No caso do cashback, terão direito à devolução de impostos recolhidos as famílias de baixa renda, cadastradas no CadÚnico, a partir de alguns requisitos, como renda familiar mensal per capita de até meio salário mínimo nacional. A inclusão será automática.
Os valores serão disponibilizados para o agente financeiro no prazo máximo de 15 dias após a apuração, e o banco deverá transferir os valores às famílias em até 10 dias após a disponibilização. Já o cashback deverá ser utilizado em até 24 meses, segundo os artigos 112 a 124 da lei.
Nas contas de energia elétrica, abastecimento de água, esgotamento sanitário, gás canalizado e de fornecimento de serviços de telecomunicações, as devoluções serão concedidas no momento da cobrança dos beneficiários. A finalidade é diminuir o efeito regressivo da tributação.

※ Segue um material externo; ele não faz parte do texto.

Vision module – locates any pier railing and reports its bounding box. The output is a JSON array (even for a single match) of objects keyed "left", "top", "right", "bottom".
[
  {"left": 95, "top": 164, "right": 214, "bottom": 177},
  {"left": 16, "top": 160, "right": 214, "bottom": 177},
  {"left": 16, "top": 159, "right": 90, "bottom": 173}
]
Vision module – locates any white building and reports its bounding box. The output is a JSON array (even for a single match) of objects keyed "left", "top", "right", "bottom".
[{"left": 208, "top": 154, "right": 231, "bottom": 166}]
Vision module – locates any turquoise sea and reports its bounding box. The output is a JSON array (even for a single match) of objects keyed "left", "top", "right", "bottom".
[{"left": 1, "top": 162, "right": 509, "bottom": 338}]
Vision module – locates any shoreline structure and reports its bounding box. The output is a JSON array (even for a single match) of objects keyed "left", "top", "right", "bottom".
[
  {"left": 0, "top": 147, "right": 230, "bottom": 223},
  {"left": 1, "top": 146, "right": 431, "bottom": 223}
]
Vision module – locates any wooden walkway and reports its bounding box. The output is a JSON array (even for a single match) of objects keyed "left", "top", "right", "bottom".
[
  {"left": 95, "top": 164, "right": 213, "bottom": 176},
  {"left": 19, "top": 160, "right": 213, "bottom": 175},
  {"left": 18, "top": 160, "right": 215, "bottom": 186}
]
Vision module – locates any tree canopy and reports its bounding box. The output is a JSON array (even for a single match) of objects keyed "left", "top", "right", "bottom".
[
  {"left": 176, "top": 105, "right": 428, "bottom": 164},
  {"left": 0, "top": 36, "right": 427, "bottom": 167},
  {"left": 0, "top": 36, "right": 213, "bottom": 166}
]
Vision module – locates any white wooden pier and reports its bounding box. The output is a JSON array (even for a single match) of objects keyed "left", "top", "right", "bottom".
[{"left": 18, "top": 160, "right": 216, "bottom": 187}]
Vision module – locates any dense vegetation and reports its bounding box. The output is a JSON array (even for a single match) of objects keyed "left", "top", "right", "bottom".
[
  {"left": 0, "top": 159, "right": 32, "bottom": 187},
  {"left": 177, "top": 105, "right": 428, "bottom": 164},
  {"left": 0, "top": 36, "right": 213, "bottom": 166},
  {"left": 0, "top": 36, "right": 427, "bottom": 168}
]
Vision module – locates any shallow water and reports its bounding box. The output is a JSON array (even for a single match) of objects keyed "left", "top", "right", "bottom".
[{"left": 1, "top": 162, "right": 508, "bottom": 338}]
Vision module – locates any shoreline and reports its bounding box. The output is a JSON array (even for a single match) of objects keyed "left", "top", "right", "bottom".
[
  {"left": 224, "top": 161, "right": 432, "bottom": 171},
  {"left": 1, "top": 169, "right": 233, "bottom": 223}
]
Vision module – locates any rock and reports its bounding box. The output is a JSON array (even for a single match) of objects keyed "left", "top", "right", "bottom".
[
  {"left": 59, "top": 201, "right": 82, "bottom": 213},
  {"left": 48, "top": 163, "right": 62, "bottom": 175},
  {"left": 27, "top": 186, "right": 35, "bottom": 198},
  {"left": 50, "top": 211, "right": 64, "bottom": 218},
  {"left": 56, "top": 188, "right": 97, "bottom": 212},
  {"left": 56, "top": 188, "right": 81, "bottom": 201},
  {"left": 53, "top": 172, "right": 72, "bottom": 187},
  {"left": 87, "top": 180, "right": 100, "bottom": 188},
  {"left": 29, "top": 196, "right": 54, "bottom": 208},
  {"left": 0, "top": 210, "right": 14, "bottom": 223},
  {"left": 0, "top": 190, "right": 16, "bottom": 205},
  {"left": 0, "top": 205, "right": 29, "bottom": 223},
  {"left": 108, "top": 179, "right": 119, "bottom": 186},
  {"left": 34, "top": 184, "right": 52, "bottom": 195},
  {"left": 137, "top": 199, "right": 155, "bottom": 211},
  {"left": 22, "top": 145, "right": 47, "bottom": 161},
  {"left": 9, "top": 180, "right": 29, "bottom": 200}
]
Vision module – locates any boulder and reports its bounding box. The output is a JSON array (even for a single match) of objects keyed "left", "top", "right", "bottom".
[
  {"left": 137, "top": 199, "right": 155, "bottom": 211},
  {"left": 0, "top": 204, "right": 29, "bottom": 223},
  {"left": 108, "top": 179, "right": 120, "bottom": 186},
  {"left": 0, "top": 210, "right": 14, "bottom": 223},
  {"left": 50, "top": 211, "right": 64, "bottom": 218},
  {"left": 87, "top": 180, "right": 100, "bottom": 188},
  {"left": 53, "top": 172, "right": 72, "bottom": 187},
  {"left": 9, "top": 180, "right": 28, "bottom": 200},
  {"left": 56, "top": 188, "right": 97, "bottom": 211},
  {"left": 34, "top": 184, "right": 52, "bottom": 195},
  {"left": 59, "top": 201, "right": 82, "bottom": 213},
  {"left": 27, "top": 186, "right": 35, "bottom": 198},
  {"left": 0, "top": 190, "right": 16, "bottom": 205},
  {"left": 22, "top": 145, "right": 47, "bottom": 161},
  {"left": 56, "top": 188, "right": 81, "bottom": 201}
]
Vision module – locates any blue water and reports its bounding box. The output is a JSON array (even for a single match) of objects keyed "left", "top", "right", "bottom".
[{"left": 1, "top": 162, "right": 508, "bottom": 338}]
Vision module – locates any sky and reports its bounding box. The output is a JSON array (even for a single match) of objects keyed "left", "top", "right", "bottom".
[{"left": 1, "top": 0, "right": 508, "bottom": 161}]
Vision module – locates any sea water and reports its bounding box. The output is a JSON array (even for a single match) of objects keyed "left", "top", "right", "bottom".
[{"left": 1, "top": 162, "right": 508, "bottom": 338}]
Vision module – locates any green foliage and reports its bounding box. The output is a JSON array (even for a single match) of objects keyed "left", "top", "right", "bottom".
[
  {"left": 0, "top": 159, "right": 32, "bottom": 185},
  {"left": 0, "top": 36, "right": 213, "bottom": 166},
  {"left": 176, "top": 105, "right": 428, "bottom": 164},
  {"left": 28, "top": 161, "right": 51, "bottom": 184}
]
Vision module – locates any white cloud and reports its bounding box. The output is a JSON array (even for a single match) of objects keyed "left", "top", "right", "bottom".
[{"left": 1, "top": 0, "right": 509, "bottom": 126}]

A regulamentação determina a isenção total de impostos para alimentos considerados essenciais da cesta básica nacional, casos de arroz, feijão, carnes, farinha de mandioca, farinha de trigo, açúcar, macarrão e pão comum, mandioca, inhame, batata-doce e coco, café e óleo de babaçu, manteiga, margarina, leite fluido, leite em pó e fórmulas infantis definidas por previsão legal específica, além de grãos de milho e de aveia e diversos tipos de queijo.
VETOS
O governo, após consultar três ministérios e a Advocacia-Geral da União, vetou trechos do projeto que isentavam fundos de investimento e fundos patrimoniais de pagarem os impostos unificados. A justificativa é de que a concessão de um benefício fiscal aos fundos não está prevista na Constituição.

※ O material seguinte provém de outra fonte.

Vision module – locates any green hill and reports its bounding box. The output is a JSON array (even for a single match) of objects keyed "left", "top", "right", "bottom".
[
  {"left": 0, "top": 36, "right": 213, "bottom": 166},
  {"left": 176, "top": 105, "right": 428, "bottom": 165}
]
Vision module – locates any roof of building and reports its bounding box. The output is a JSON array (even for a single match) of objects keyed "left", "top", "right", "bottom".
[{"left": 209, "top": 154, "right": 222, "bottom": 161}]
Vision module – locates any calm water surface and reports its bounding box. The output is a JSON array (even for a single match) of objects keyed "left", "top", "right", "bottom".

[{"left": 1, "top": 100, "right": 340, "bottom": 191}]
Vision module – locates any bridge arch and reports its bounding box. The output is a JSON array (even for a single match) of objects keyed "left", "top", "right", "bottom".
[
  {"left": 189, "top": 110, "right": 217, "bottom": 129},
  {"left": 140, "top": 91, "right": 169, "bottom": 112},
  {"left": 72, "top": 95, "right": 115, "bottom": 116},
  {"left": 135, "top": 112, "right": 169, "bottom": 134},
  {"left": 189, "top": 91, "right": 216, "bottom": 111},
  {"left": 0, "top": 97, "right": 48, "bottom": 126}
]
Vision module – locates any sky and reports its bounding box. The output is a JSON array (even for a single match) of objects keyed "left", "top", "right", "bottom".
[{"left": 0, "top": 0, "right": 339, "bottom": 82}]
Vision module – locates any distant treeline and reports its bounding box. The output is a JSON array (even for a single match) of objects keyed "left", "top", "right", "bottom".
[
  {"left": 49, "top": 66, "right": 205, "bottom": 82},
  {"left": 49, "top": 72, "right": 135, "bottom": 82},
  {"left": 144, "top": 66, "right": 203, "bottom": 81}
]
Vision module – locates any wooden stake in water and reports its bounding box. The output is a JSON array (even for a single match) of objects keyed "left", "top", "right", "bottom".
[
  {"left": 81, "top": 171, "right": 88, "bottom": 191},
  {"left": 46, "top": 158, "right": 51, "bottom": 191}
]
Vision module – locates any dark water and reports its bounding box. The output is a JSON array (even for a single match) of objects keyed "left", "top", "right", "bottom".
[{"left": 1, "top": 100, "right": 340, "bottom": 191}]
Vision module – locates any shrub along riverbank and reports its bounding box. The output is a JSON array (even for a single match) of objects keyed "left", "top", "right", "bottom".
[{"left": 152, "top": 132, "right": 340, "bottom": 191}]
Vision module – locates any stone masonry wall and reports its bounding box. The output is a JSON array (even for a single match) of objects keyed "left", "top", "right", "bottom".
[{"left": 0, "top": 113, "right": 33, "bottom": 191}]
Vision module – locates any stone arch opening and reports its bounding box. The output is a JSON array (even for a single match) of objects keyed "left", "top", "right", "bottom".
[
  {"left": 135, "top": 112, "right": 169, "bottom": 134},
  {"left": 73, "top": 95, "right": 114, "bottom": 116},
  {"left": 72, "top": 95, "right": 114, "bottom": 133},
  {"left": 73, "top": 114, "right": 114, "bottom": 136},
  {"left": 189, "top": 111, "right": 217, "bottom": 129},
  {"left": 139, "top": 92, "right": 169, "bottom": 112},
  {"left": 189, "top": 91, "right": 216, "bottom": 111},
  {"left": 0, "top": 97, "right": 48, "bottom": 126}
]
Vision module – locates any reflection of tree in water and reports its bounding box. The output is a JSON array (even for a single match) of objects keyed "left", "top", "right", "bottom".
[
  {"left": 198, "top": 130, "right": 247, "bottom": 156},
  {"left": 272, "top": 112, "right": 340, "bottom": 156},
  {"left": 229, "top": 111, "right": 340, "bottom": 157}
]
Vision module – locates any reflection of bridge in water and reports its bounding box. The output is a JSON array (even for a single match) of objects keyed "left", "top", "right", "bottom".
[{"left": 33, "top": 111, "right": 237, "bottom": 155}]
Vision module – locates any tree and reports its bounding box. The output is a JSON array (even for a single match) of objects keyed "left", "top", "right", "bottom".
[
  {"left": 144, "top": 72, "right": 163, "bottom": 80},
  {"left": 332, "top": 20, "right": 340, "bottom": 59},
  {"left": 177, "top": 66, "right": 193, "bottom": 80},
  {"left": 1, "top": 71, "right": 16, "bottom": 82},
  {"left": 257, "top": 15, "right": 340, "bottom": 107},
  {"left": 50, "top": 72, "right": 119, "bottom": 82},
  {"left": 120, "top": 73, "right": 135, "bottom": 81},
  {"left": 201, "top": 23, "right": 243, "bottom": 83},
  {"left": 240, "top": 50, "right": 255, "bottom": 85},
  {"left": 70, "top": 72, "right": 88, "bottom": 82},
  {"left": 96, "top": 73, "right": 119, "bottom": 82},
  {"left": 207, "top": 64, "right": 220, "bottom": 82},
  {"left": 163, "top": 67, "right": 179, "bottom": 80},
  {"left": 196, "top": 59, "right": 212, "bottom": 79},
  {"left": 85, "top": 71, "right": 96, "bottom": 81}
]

Também foi vetada a permissão para que o Imposto Seletivo não incidisse sobre exportações de bens prejudiciais à saúde e ao meio ambiente.
“Em que pese a boa intenção do legislador, ao instituir cláusula geral de não incidência do imposto seletivo na exportação, o dispositivo viola o inciso VII do § 6º do artigo 153 da Constituição, que determina a incidência tributária sobre bens minerais na extração, independentemente de sua destinação”, afirma a mensagem sobre os vetos encaminhada ao Congresso Nacional.

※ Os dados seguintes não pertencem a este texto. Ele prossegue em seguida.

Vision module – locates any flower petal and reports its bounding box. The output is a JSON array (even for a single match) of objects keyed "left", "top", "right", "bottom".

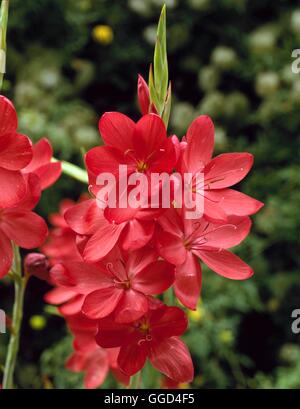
[
  {"left": 99, "top": 112, "right": 135, "bottom": 152},
  {"left": 150, "top": 306, "right": 188, "bottom": 339},
  {"left": 114, "top": 289, "right": 148, "bottom": 323},
  {"left": 0, "top": 208, "right": 48, "bottom": 248},
  {"left": 33, "top": 162, "right": 62, "bottom": 190},
  {"left": 149, "top": 337, "right": 194, "bottom": 383},
  {"left": 54, "top": 261, "right": 113, "bottom": 294},
  {"left": 184, "top": 115, "right": 214, "bottom": 172},
  {"left": 23, "top": 138, "right": 52, "bottom": 172},
  {"left": 156, "top": 229, "right": 187, "bottom": 265},
  {"left": 120, "top": 219, "right": 154, "bottom": 251},
  {"left": 132, "top": 260, "right": 175, "bottom": 295},
  {"left": 198, "top": 249, "right": 254, "bottom": 279},
  {"left": 132, "top": 114, "right": 166, "bottom": 159},
  {"left": 0, "top": 133, "right": 32, "bottom": 170},
  {"left": 0, "top": 96, "right": 18, "bottom": 134},
  {"left": 64, "top": 199, "right": 100, "bottom": 235},
  {"left": 117, "top": 343, "right": 148, "bottom": 376},
  {"left": 0, "top": 231, "right": 13, "bottom": 278},
  {"left": 204, "top": 153, "right": 253, "bottom": 189},
  {"left": 205, "top": 189, "right": 264, "bottom": 217},
  {"left": 96, "top": 317, "right": 136, "bottom": 348},
  {"left": 83, "top": 222, "right": 125, "bottom": 262},
  {"left": 0, "top": 168, "right": 27, "bottom": 208},
  {"left": 174, "top": 252, "right": 202, "bottom": 310},
  {"left": 82, "top": 287, "right": 124, "bottom": 319}
]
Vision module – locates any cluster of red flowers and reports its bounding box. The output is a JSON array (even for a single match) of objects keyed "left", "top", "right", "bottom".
[
  {"left": 43, "top": 77, "right": 263, "bottom": 388},
  {"left": 0, "top": 96, "right": 61, "bottom": 278}
]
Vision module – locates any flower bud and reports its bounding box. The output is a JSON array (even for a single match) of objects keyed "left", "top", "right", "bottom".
[{"left": 24, "top": 253, "right": 50, "bottom": 281}]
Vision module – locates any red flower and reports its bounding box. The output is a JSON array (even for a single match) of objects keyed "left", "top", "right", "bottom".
[
  {"left": 23, "top": 137, "right": 61, "bottom": 190},
  {"left": 65, "top": 313, "right": 130, "bottom": 389},
  {"left": 44, "top": 286, "right": 84, "bottom": 316},
  {"left": 156, "top": 208, "right": 253, "bottom": 309},
  {"left": 178, "top": 115, "right": 264, "bottom": 222},
  {"left": 42, "top": 198, "right": 84, "bottom": 264},
  {"left": 96, "top": 304, "right": 194, "bottom": 383},
  {"left": 0, "top": 96, "right": 33, "bottom": 208},
  {"left": 64, "top": 199, "right": 155, "bottom": 262},
  {"left": 50, "top": 247, "right": 174, "bottom": 323},
  {"left": 85, "top": 112, "right": 176, "bottom": 223},
  {"left": 0, "top": 207, "right": 48, "bottom": 278}
]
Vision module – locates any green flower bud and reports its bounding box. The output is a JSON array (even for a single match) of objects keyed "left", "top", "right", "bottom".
[
  {"left": 255, "top": 72, "right": 280, "bottom": 97},
  {"left": 188, "top": 0, "right": 210, "bottom": 11},
  {"left": 249, "top": 27, "right": 277, "bottom": 54},
  {"left": 225, "top": 92, "right": 249, "bottom": 119},
  {"left": 198, "top": 66, "right": 220, "bottom": 91},
  {"left": 198, "top": 91, "right": 225, "bottom": 118},
  {"left": 291, "top": 79, "right": 300, "bottom": 103},
  {"left": 128, "top": 0, "right": 152, "bottom": 16},
  {"left": 214, "top": 127, "right": 228, "bottom": 150},
  {"left": 211, "top": 46, "right": 237, "bottom": 70},
  {"left": 291, "top": 10, "right": 300, "bottom": 34},
  {"left": 74, "top": 126, "right": 99, "bottom": 148},
  {"left": 171, "top": 102, "right": 195, "bottom": 134},
  {"left": 152, "top": 0, "right": 177, "bottom": 8},
  {"left": 143, "top": 25, "right": 157, "bottom": 45}
]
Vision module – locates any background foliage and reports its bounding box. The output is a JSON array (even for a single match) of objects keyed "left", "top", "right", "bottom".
[{"left": 1, "top": 0, "right": 300, "bottom": 389}]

O presidente Lula vetou ainda o trecho que criava a Escola de Administração Fazendária (Esaf), vinculada ao Ministério da Fazenda, e o trecho que estabelecia o desconto de 60% na tributação de seguros para dispositivos furtados ou roubados e serviço de proteção e ressarcimento de transações bancárias indevidas.
SOLENIDADE
Na solenidade de sanção do texto, o presidente Lula enfatizou que a reforma tributária só foi possível graças ao empenho do Congresso Nacional, uma vez que sua base é minoria.
“Hoje é um dia de agradecimento aos deputados e senadores, aos relatores que participaram na Câmara e no Senado, porque o que está provado hoje é que, quem entende de história e de política, sabe que só é possível aprovar uma coisa dessa magnitude em um regime autoritário”, emendando que “em um regime democrático era humanamente impossível aprovar. Quando você tem um regime autoritário, que você tem uma imprensa castrada, um sindicalismo castrado, uma sociedade aprisionada pela censura, você pode fazer qualquer coisa”.
“Mas fazer o que nós fizemos, em um regime democrático, com um Congresso onde o meu partido só tinha 70 deputados e 9 senadores, fazer isso com imprensa livre, com sindicato livre e com empresário podendo falar o que quiser, demonstra que a democracia é a melhor forma de governança que existe no planeta Terra”, define o presidente.
“Eu sou muito grato a vocês que trabalharam de uma forma extraordinariamente harmônica para que a gente pudesse dar de presente a 213 milhões de brasileiros, finalmente, uma política tributária que garanta aos mais pobres pagar menos do que os mais ricos e garanta aos mais ricos ser justo o pagamento da política tributária deste país”, finaliza o presidente Lula.